Abstract

There are currently no standardized methods for assessing fracture healing, with physicians relying on X-rays which are only useful at later stages of repair. Using in vivo mouse fracture models, we present the first evidence that microscale instrumented implants provide a route for post-operative fracture monitoring, utilizing electrical impedance spectroscopy (EIS) to track the healing tissue with high sensitivity. In this study, we fixed mouse long bone fractures with external fixators and bone plates. EIS measurements taken across two microelectrodes within the fracture gap were able to track longitudinal differences between individual mice with good versus poor healing. We additionally present an equivalent circuit model that combines the EIS data to classify fracture repair states. Lastly, we show that EIS measurements strongly correlated with standard quantitative µCT values and that these correlations validate clinically-relevant operating frequencies for implementation of this technique. These results demonstrate that EIS can be integrated into current fracture management strategies such as bone plating, providing physicians with quantitative information about the state of fracture repair to guide clinical decision-making for patients.

Highlights

  • Musculoskeletal injuries are among the most disabling conditions in the United States, with the total number of bone fractures ranging from 12 to 15 million per year[1]

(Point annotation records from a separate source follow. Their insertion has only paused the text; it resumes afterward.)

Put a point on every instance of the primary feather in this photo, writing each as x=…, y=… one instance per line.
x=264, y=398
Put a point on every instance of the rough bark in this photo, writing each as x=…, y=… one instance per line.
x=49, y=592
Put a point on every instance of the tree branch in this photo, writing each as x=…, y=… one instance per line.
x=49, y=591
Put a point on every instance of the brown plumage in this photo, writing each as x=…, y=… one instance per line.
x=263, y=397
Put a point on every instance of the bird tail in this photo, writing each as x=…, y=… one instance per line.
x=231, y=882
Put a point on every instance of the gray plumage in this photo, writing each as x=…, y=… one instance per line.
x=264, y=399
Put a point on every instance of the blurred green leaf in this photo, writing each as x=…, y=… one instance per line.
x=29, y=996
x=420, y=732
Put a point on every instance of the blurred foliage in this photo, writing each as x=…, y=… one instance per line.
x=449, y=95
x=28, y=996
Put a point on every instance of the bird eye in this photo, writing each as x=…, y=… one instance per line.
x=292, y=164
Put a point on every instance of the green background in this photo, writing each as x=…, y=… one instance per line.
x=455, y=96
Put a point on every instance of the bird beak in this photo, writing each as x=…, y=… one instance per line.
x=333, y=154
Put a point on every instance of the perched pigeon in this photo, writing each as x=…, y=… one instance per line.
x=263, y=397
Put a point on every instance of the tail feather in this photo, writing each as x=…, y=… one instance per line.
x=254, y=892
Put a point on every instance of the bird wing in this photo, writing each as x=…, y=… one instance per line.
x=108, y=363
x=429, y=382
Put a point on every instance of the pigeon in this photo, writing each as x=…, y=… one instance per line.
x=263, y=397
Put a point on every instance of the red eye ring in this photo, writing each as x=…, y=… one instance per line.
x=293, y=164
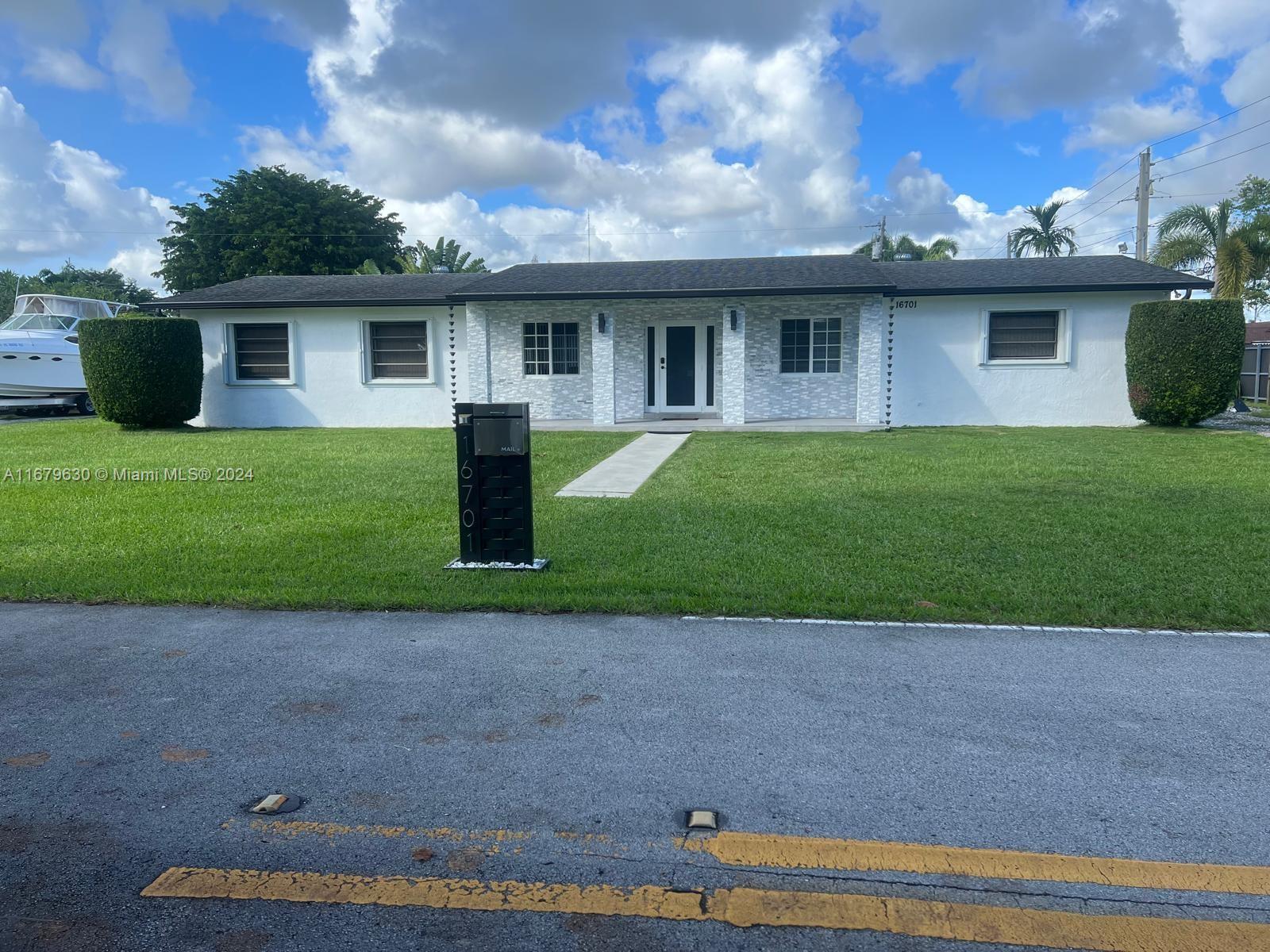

  • We demonstrated the ability of our sensors to distinguish between healing and poor-healing fractures stabilized using miniaturized external fixators or bone plates, and found that frequency spectra of impedance measurements are robustly correlated with quantified measures of bone volume and bone mineral density

  • We find that normalized resistance (R) significantly correlates with the ratio of bone volume to total volume (BV/TV), bone mineral density (BMD), trabecular number, and trabecular thickness (Fig. 6A–D)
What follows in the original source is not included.